Om is also considered the mother of the bija, or “seed” mantras—short, potent sounds that correlate to each chakra and fuel longer chants (like, say, Om Namah Shivaya). Depending on who you talk to, it relates to either the third eye or the crown chakra, connecting us to the Divine. No wonder it’s core to some Buddhist systems and other Indian religions. Some say it’s even among the sounds recorded in deep space—on NASA’s website, Earth itself sounds a bit om-y.
Some scholars say that the shape of the visual om symbol embodies each of its syllables—the three is the Sanskrit letter for “ahh,” that same three with the mini S on it is “oooh,” and the bindhi and half-moon at the top are the “mmm.” Some say the symbol is connected to Ganesh, the Hindu half-elephant god who removes obstacles, because if you squint, you can see his rotund curves and graceful trunk represented.

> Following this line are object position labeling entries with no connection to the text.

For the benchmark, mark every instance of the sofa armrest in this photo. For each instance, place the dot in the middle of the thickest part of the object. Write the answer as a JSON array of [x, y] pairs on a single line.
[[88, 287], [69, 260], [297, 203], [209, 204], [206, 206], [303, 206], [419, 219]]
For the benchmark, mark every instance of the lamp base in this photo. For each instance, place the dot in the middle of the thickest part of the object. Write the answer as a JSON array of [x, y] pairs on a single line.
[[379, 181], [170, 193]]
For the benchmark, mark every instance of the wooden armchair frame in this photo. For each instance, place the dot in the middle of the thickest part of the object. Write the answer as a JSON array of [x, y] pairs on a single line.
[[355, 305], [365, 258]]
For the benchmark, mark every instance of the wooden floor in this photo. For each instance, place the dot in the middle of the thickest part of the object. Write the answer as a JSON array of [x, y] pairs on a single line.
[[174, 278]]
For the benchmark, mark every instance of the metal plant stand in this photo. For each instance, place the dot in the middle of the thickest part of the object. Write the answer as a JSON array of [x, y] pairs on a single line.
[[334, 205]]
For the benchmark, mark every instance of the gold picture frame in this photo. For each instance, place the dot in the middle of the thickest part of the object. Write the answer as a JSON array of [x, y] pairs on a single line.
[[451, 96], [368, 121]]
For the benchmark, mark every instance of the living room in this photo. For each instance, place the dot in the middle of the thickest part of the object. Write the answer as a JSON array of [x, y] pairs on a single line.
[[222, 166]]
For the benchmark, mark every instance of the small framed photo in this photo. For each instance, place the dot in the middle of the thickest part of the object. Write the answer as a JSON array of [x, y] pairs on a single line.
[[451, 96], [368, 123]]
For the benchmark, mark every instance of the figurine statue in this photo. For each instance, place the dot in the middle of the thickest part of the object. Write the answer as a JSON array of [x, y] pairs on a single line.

Many layers of meaning are there for the delving, yet om has endured in popularity simply because of its vibration—how we feel when we chant it. “The sound itself seems to calm the nervous system,” says Stephen Cope, founder of Kripalu’s Institute for Extraordinary Living and author, most recently, of The Great Work of Your Life: A Guide for the Journey to Your True Calling. “Like all chants, it gathers and focuses the mind, and in that state it’s not vulnerable to the rising of the odd thought that will create grasping or aversion. It shifts us out of our ordinary discursive mind and into a more contemplative mode.”
It also unites us as a group. “When we sound om together, we’re aligning body/mind/spirit; we’re aligning with one another; we’re aligning with the universe because it’s the sound of the universe and we’re referencing something real,” says Bhavani Lorraine Nelson, who leads workshops around the world on the power of the voice and is the creator of the CD series Meditation Made Possible. “It’s a very grounding and peaceful sound. One teacher said that if you simply go through life chanting om, the very air around you will sparkle.”
That sense of infinity you feel as that final “mmm” gradually fades into nothing is enhanced by what many call the fourth syllable of om (sorry, trinity-lovers!): silence. “So often in my classes we will sound om, letting those three-voiced parts go very consciously through the cathedral of the mouth, and then sit for a moment in that silence after and simply observe what that feels like,” Bhavani says.
Yoganand says that chanting om also creates a link with those who have practiced before us. “It’s a sound that validates oneness and harmony,” he says. “We chant it because yogis have for thousands of years. And when we chant it, we’re connecting with those yogis in a ritual way, and drawing upon the support of the practices they’ve been doing for a long, long time.”
Valerie Reiss is a writer, speaker, consultant, and Kripalu Yoga teacher in Brooklyn, New York.